Contextual Analysis of Equal Pay Law

Equal pay for equal work – Chapter 3, Part 5 EqA 2010. Key issues:
continued gender pay gap; S66 EqA ‘sex equality clause’ based on ‘like
work’, ‘work rated as equivalent’ and ‘work of equal value’ per S65 EqA.
Main piece of legislation – Equality Act 2010, which consolidated and
reformed the law. Most of the law revolves around the concept of a
‘protected characteristic’ per S4 EqA 2006 – sex, race disability, religion or
belief, sexual orientation, age, pregnancy and maternity, gender
reassignment and marriage and civil partnership. The aim is to push
employers to make their business decisions related to employees on
merit-based grounds.
Contextual introduction to employment equality law

Equality is a prescriptive concept; can be distinguished as either formal or
substantive equality – certain disadvantaged groups may arguably require
a ‘leg up’ where that group has suffered from structural inequality. This
means going beyond simply ‘equality of treatment’ in the sense of
consistency (ie like treated like); further issue – each worker may possess
a range of protected characteristics – how do we protect the worker
effectively?

Hayek (2006) is against employment equality legislation in principle
because liberty is more important that equality according to him – all are
entitled to equal treatment by the Government despite their differences in
stature – this is the essence of liberty. To respond to these differences and
to treat different people differently accordingly would put substantive
equality ahead of liberty – this is not something the state ought to
interfere with.

Such an approach contrasts the interests of the individual against that of
the community. True, the common law has traditionally taken a more
individualistic approach, as reflected in the old employment at will theory
per Lord Davey in Allen v Flood (1898).

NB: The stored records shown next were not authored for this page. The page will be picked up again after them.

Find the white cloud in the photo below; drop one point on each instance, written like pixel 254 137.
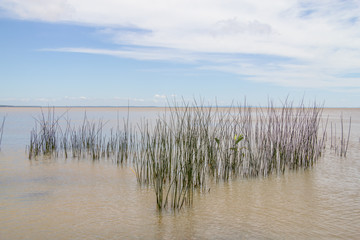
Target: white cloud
pixel 304 43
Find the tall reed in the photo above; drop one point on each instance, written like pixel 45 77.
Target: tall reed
pixel 2 130
pixel 191 144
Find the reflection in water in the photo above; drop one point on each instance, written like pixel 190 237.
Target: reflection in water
pixel 82 199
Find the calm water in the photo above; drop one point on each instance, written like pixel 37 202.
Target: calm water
pixel 81 199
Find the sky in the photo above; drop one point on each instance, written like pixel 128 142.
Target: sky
pixel 147 53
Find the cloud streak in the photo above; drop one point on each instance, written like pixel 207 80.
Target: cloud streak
pixel 287 42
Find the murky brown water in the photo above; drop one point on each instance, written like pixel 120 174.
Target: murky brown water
pixel 57 199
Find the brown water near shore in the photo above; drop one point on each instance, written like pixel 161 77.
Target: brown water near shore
pixel 83 199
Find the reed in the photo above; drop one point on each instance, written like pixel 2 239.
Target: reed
pixel 340 141
pixel 191 144
pixel 2 130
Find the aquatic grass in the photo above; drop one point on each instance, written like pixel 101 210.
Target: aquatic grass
pixel 339 143
pixel 191 144
pixel 2 130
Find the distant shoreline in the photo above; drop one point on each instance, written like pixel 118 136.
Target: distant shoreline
pixel 159 107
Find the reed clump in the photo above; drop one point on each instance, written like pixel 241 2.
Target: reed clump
pixel 189 145
pixel 339 142
pixel 2 130
pixel 50 137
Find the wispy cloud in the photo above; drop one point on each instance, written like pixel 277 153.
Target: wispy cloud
pixel 287 42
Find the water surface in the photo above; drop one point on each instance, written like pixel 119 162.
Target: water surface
pixel 83 199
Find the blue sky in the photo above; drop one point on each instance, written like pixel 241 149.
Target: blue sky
pixel 111 52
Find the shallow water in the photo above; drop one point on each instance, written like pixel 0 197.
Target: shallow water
pixel 82 199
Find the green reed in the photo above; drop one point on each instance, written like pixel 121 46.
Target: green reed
pixel 190 145
pixel 2 130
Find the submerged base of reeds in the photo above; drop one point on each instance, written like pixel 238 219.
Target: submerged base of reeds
pixel 192 144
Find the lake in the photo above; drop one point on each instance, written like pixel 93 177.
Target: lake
pixel 61 198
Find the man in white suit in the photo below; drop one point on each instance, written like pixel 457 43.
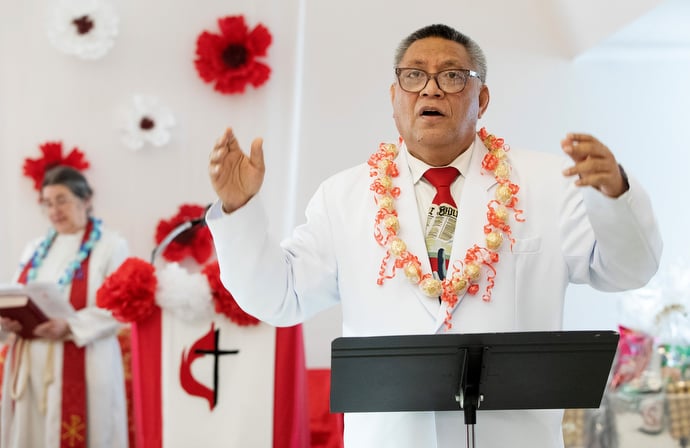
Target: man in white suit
pixel 527 226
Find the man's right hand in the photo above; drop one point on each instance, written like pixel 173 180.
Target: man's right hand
pixel 235 177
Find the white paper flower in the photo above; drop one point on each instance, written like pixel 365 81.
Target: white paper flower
pixel 83 28
pixel 186 295
pixel 146 120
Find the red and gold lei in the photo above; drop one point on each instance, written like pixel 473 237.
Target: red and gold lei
pixel 479 262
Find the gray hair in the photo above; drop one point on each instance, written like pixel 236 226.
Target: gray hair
pixel 445 32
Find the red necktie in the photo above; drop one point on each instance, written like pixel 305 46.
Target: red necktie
pixel 441 219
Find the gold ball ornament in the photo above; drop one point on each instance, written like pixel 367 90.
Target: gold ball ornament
pixel 502 171
pixel 391 149
pixel 391 222
pixel 458 284
pixel 413 272
pixel 494 240
pixel 503 193
pixel 502 214
pixel 472 271
pixel 386 182
pixel 383 165
pixel 431 287
pixel 386 203
pixel 397 247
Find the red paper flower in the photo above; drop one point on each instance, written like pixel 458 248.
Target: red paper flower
pixel 195 242
pixel 224 301
pixel 229 58
pixel 52 156
pixel 130 291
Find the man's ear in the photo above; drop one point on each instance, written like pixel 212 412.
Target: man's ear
pixel 484 97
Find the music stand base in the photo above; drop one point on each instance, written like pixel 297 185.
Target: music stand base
pixel 470 441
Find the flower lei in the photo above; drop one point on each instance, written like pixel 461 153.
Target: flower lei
pixel 84 251
pixel 466 274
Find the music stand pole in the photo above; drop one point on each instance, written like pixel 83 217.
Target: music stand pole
pixel 468 396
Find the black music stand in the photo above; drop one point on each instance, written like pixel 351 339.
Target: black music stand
pixel 483 371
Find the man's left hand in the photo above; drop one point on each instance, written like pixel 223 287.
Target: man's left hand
pixel 595 165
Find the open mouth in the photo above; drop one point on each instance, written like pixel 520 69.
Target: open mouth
pixel 430 112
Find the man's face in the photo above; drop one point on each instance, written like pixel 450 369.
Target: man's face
pixel 437 125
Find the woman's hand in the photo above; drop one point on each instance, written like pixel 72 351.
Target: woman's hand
pixel 55 329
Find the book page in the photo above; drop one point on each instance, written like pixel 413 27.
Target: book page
pixel 47 297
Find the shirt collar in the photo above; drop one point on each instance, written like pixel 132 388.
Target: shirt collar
pixel 418 167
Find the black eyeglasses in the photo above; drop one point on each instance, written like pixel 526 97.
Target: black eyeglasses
pixel 414 80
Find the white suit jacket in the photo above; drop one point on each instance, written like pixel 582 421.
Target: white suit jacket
pixel 570 234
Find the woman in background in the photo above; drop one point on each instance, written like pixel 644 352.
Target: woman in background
pixel 64 387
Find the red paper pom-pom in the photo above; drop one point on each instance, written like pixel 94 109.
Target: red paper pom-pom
pixel 229 59
pixel 130 291
pixel 195 242
pixel 224 301
pixel 52 156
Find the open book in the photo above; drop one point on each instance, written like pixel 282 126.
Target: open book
pixel 33 304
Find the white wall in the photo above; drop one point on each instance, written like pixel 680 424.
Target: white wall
pixel 327 97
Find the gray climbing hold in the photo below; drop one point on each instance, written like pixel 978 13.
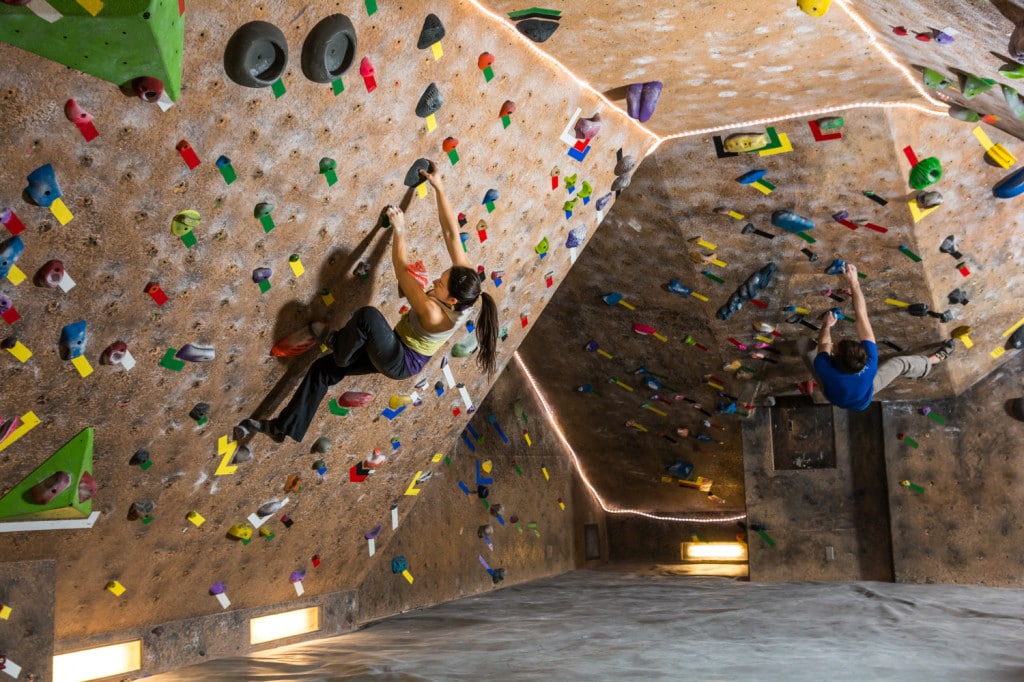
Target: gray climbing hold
pixel 256 54
pixel 429 102
pixel 537 30
pixel 413 177
pixel 431 33
pixel 329 49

Ultimately, any employment
equality legislation would need to (i) accept that some trade-off between
liberty and equality is desirable, and (ii) decide where that balance should
lie.

Note that Department of Business and Innovation (2013) noted that laws
against discrimination can have either an extrinsic ‘business sense’
justification (best candidate for the job for best results) or an intrinsic
moral justification.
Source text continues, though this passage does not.